Még kér a nép

Még kér a nép
Red Psalm

“Jancsó developed the mise en scène in his strenuously physical way, pacing the terrain back and forth in all directions to work out the movements of the performers and those of the camera. Such actions lent themselves to Jancsó’s roaming long shots over people scattered in geographic space – his photo-tography and choreo-calligraphy. It’s an intensely processional film, as groups move in varying formations around, towards or even through one another. When individuals move, it’s always in relation to a group or groups (defying, inspecting or linking them ... ). As brusquely and strictly as he controlled the actors, he kept a sharp eye open for unexpected details, towards which he might, in mid-take, redirect the camera. Since the film was shot silent for subsequent post-synching, Jancsó could talk to the actors throughout the takes. Often, the actors had no idea if they were in shot or not, and whether to act ‘smaller’ because they were in close-up, or ‘larger’ to be legible in long shot. Jancsó shot very fast, averaging a shot a day – no mean feat, since the film has only twenty-eight shots.

The mise en scène interweaves six kinds – or dimensions – of space, movement and change. 1. Most unusual, of course, is the ‘walking choreography’, with its changing body-language (heads bowed thrustingly, impassivity ... ), its changing rhythms, its shifting vectors. 2. There’s also a strong ‘pictorialist’ dimension – the landscape ‘pictures’, often revealed gradually, by the camera shifting around them. 3. The camera movements themselves become a focus of attention, with their own kinesis, as does the apparent movement of the zoom. They’re ‘calligraphic’ in the true sense: the camera lens seems to ‘move across’ the scene as a pen moves across a piece of paper. (Most calligraphic camerawork doesn’t quite do this; unless its movement is especially intricate and persistent, it simply changes the shape of the scene.) 4. The meticulously wrought soundtrack, as when overlaid sounds add ‘aural space’ to visual space, or add a new texture. 5. The words (sparse, piecemeal, oblique), and their ideas, which ‘enlarge’ these local actions to wider patterns of history. Finally, 6. The music, with its moods, suggestions and kinaesthetic tensions.

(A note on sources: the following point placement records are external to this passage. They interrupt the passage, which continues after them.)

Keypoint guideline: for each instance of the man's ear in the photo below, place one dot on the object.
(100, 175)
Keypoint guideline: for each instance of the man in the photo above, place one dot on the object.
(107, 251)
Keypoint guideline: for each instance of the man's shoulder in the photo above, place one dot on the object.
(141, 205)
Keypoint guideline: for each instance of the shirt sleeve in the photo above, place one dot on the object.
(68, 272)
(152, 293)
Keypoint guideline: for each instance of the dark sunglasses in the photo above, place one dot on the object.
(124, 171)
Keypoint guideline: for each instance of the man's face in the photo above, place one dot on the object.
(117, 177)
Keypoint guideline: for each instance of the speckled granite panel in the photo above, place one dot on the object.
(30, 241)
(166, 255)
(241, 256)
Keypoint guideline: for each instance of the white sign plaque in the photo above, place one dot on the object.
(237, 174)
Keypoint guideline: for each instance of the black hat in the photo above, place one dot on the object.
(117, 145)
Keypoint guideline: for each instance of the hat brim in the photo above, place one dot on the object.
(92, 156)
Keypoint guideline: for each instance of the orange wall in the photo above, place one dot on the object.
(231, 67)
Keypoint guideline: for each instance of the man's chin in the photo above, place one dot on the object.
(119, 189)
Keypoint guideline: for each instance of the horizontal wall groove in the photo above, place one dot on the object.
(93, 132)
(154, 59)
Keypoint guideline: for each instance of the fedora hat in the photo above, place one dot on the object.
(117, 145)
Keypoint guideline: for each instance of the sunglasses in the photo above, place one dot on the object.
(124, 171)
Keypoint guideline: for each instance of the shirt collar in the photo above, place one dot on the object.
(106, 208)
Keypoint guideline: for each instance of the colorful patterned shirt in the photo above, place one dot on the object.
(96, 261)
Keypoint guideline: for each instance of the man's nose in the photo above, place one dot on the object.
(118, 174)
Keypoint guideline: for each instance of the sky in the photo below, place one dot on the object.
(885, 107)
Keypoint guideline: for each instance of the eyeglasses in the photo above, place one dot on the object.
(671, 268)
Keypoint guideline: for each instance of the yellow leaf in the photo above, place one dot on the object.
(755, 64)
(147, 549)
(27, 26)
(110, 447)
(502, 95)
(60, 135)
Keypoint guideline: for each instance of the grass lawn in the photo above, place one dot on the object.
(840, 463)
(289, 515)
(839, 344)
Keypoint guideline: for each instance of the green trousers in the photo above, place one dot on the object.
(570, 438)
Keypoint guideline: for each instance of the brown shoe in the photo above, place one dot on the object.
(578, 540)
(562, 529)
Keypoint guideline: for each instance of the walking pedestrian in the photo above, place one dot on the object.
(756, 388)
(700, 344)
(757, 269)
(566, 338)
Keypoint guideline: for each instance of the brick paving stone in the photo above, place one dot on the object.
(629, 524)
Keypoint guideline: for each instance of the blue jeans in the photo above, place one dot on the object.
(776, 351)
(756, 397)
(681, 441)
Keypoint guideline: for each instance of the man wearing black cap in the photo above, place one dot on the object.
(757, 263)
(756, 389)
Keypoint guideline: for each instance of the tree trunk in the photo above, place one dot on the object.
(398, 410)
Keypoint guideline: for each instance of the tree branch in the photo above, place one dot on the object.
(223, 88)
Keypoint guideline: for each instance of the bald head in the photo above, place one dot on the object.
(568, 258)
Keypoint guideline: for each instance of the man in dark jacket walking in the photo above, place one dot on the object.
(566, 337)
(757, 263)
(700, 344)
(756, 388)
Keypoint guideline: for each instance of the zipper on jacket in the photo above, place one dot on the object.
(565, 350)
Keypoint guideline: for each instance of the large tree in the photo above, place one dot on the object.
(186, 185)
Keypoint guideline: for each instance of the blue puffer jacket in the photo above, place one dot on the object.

Around this six-line counterpoint, each landscape in turn becomes an arena, like a theatrical space. (Jancsó went on to adapt Red Psalm for a Budapest theatre.) ‘Theatrical space’ is created not, as often supposed, by a stage or some equivalent enclosure, but by a ‘body of actors’ whose relations assert a visual and diegetic unity. In this respect, Jancsó anticipates Theo Angelopoulos, another figure-in-landscape artist. [...] The generally idyllic picture of rural life, if left to itself and its fertility-ritual religiosity, rather parallels Pasolini’s contemporaneous reflections on popular-traditional rural thought as pre-rationalist and pre-bourgeois. Thus Red Psalm, too, would be nearer Gramsci than Althusser.”